Download the symposium program  as a pdf below


Cassandra Atherton and Paul Hetherington

Small Leaps, Giant Steps in Prose Poetry


Because prose poetry is written in sentences that turn at the right margin, the reader does not pause at the line’s end as they do when they read lineated poetry. As a result, prose poetry’s sentences typically lend fluency and forward momentum to the reading experience in a way than even enjambed lineated poetry rarely achieves. However, this paper argues that the prose poem frequently requires of the reader a leap into the white space outside of the prose poem box following its final sentence. This might be described as a version of Auden’s idea of ‘leap[ing] before you look’. This paper discusses the concluding lines of a range of prose poems from Baudelaire to contemporary examples, including some of our own works. We contend that the tight fluency of fully justified sentences in many prose poems functions to catapult the reader into a widening conceptual and poetic space. In these works, the prose poetry form puts pressure on the concluding sentence to open outwards and often upwards in a kind of rising inflection.


Aidan Coleman

Openness and the Knowledge-rich poem


This paper explores the creative problem of how poets convincingly integrate non-experiential knowledge in their work. I propose that strategies of openness can surmount not only a knowledge/experience dualism but also the pitfalls of didacticism and stuffiness. Setting the context for this creative problem through a consideration of TS Eliot’s concept of “the dissociation of sensibility”, I consider what Umberto Eco’s “The Open Work” and Lyn Hejinian’s essay “The Rejection of Closure” imply for the composition of a knowledge-rich poem, and some practical strategies these works suggest. The paper closes with an overview of those strategies of openness employed by John Forbes, whose erudite poems achieve an intoxicating fusion of knowledge and experience.


Anne Elvey

Climate Embodied: Exploring a poetics of strained breath


Drawing on new materialist theory, I focus on the materiality of breath. Breath is encoded in languages and texts, for example, through the quality of letters/characters, punctuation, space. I argue that attentiveness to matter situates human bodies and textuality in their more-than-human contexts, where breath like the senses, acts as mediator of human and other-than-human material relations and knowing. Breath connects human bodies with their habitats, with air and atmosphere, with ecological exigencies of climate and pollution. I explore the material breath as a way of engaging with the materiality of a poem against a contemporary background where air and atmosphere are strained. I offer a reading of selected climate change poetry focusing on the interlinked materialities of breath and text and the ways a poem might speak into the strained breath of a climate change and pollution affected Earth.



Subhash Jaireth

Colin Powell and the Blue Shroud Over Guernica: Different modes of experience created by poetry and visual art


On 28 April 1937, The Times (London) published George Steer’s report, The Tragedy of Guernica. Picasso read the report, dropped the project he was working on and began sketching for a new painting which would become Guernica. The painting was finished in June 1937 and was displayed in the pavilion of the Spanish Republic in Paris accompanied by Paul Éluard’s poem, La Victorie de Guernica. I am not sure if Picasso had also read Gernika, a short poem Telesforo Monzon, a Basque poet and interior minister in the Basque Government, had written on visiting the village just a few days after the bombing.

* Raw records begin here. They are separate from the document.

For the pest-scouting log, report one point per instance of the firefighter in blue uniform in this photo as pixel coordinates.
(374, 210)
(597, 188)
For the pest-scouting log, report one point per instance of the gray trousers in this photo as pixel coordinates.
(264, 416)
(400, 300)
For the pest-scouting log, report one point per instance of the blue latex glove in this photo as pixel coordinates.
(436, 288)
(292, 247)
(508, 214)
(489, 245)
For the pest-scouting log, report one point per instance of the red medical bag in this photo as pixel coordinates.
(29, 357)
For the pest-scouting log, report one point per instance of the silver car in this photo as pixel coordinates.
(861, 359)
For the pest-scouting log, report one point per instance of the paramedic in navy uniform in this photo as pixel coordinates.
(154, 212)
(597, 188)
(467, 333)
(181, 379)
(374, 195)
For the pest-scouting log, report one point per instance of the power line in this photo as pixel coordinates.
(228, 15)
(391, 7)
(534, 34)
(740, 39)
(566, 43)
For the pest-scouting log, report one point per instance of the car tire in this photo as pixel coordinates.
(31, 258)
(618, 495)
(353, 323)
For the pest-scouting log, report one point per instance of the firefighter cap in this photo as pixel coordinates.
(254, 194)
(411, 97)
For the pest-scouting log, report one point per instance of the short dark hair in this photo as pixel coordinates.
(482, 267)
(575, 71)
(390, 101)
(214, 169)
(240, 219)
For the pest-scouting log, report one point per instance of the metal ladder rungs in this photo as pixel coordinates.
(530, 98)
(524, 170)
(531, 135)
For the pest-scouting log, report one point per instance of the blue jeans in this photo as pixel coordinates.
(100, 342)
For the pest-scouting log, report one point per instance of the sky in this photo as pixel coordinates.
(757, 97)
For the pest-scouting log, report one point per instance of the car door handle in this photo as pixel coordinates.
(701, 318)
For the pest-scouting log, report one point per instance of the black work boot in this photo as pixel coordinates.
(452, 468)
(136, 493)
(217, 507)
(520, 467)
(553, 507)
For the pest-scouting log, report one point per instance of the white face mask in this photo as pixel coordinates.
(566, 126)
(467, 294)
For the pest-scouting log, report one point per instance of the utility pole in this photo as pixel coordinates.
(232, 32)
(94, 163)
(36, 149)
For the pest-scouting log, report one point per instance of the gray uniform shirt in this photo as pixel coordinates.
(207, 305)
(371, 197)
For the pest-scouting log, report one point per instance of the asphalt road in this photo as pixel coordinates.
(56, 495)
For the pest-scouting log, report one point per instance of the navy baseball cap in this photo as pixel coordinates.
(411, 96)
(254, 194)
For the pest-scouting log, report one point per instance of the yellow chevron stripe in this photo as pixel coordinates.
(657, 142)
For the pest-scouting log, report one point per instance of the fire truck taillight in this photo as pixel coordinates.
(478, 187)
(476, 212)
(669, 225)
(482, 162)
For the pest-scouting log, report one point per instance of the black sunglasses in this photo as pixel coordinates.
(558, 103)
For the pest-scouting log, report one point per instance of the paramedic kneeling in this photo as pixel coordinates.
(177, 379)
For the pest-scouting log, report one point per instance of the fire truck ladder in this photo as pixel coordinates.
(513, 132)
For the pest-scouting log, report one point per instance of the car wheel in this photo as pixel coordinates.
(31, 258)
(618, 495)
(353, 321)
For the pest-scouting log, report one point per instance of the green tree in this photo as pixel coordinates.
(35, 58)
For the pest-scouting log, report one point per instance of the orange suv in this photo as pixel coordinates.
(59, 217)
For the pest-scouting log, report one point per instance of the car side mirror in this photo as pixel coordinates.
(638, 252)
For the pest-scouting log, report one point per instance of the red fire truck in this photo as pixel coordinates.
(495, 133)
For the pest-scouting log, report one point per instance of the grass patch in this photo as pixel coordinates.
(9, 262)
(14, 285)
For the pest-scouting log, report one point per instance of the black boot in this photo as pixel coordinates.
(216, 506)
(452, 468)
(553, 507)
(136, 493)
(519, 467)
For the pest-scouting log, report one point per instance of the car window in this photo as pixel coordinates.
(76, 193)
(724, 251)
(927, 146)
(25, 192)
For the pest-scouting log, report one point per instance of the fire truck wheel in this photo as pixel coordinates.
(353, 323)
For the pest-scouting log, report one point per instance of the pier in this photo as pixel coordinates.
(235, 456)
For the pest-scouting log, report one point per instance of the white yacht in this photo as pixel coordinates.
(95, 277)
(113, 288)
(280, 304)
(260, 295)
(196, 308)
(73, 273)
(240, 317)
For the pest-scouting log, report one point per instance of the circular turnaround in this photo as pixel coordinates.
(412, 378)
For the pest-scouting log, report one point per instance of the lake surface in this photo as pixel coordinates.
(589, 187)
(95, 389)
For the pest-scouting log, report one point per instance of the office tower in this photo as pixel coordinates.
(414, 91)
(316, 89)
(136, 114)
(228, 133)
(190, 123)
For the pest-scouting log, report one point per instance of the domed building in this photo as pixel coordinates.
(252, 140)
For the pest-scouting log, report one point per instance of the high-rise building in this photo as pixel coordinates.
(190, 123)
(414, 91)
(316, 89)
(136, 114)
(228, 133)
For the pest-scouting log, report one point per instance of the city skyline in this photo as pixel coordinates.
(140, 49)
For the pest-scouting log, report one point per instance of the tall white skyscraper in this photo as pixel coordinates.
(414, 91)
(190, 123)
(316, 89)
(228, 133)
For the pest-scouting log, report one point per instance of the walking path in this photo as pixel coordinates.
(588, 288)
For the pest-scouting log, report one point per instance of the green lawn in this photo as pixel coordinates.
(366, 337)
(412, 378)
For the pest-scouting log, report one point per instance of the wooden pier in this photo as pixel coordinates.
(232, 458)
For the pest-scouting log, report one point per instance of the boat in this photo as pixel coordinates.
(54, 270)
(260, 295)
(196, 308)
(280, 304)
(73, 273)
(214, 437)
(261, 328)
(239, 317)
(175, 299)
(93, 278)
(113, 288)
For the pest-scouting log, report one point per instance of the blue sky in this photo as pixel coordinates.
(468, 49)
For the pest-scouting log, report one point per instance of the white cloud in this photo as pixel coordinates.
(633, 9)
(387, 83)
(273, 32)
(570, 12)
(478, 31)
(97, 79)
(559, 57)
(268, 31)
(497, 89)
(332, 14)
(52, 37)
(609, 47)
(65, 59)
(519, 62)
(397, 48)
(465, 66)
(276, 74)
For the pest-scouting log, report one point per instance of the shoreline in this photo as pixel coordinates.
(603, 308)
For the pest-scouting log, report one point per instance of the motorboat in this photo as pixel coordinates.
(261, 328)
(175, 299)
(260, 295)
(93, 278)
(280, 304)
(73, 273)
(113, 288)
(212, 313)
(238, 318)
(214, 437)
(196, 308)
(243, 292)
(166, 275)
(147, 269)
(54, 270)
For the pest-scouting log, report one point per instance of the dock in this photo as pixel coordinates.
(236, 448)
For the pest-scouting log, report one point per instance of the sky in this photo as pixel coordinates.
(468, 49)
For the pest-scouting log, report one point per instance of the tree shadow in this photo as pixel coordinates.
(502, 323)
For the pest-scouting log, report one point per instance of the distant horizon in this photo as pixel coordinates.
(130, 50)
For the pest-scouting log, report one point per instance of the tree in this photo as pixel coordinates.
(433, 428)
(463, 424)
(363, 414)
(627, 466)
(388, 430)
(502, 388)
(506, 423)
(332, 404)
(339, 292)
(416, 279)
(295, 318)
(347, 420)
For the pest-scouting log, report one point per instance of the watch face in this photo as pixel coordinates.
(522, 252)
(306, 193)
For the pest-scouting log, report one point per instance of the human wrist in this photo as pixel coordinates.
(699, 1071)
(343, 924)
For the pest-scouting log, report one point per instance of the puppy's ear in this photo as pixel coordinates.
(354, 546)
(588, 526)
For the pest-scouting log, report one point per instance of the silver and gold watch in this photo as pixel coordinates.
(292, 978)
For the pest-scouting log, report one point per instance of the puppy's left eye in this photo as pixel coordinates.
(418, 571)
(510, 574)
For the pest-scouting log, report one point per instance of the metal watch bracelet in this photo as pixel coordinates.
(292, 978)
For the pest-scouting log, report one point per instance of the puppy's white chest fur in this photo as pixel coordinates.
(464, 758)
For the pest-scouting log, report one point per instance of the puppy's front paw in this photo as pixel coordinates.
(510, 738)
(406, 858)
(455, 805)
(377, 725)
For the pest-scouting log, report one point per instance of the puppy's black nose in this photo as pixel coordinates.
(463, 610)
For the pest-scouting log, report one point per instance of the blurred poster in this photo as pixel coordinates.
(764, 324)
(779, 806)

A full-size tapestry-copy of Guernica hangs at the entrance of the U.N. Security Council meeting room. According to Maggie Farley, the staff writer at the L.A. Times, on 5 February 2003, as the U.S. Secretary of State Colin Powell ‘…came out of the meeting for a press conference, after presenting evidence to help U.N. to decide whether or not to go to war in Iraq…’, the journalists noticed that the tapestry hanging behind his back had been covered by a blue curtain.

Why did Powell find the presence of the painting unsettling? By covering it, was he and other officials at the U.N. acknowledging its power. How does a painting like Guernica acquire that power? Does it reside in the truth it represents or does it originate from the emotional intensity of our experience viewing it? 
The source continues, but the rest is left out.